As a corollary to the direct access process discussed above, the proposal would narrow Rule 14a-8(i)(8)’s election exclusion to permit the inclusion of shareholder proposals to amend a company’s governing documents to provide for a shareholder nomination process or related disclosure, if such proposals are not otherwise excludable under Rule 14a-8. This would essentially roll back the SEC decision to allow the exclusion of such shareholder proposals in 2007.

No proposed effectiveness dates were discussed at the open meeting.

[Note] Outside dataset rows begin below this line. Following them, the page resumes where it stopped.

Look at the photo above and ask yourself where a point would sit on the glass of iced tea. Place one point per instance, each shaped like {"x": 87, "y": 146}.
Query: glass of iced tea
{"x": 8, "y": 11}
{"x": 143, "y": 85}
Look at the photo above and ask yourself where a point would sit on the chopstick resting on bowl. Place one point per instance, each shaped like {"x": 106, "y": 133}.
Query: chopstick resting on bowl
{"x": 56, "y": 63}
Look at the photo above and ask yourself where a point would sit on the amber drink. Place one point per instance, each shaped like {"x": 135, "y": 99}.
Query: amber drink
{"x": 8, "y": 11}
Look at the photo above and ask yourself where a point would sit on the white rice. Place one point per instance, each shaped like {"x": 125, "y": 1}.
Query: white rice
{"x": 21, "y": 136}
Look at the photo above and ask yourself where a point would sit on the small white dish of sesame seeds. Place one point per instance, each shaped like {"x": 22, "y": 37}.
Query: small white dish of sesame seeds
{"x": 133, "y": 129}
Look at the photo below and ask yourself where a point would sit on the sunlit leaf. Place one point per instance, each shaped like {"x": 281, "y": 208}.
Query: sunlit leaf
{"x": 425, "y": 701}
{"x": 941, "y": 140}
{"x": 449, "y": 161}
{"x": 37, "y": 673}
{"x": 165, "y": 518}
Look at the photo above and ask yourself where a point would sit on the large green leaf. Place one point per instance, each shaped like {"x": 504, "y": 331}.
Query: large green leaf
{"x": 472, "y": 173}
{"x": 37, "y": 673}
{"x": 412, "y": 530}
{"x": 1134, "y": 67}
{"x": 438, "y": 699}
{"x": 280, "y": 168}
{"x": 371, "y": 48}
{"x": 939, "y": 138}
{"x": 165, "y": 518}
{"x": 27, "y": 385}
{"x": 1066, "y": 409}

The SEC was split on whether to approve this proposal. Democratic Commissioners Elisse Walters and Luis Aguilar and Chairman Mary Schapiro supported the proposal, while Republican Commissioners Kathleen Casey and Troy Paredes voted against the proposal. One of Commissioner Casey and Paredes’ key concerns is whether establishing a one-sizefits- all, federal system of corporate governance over a more individualized, “private ordering” of proxy access initiatives is appropriate. Commissioner Paredes pointed to the adoption of majority voting in director elections as an example of how efficient this private ordering can be, noting the speed with which majority voting has become standard among many corporations and also how different majority voting standards have developed to meet different company needs. Both Commissioners also pointed to recent amendments in North Dakota and Delaware corporation laws to address proxy access, among other things, as evidence that this private ordering was under way. Finally, Commissioners Casey and Paredes questioned the SEC’s authority to impose proxy access. We note that Senators Charles Schumer of New York and Maria Cantwell of Washington have introduced legislation in the form of the Shareholder Bill of Rights Act of 2009 that would expressly give the SEC authority to establish a proxy access regime.

The above summary is based on oral discussions from today’s open meeting, and the exact wording of the rule proposal will not be known until it is published. We will update you on that proposal when it becomes available. The proposal will also be subject to a comment period before final adoption.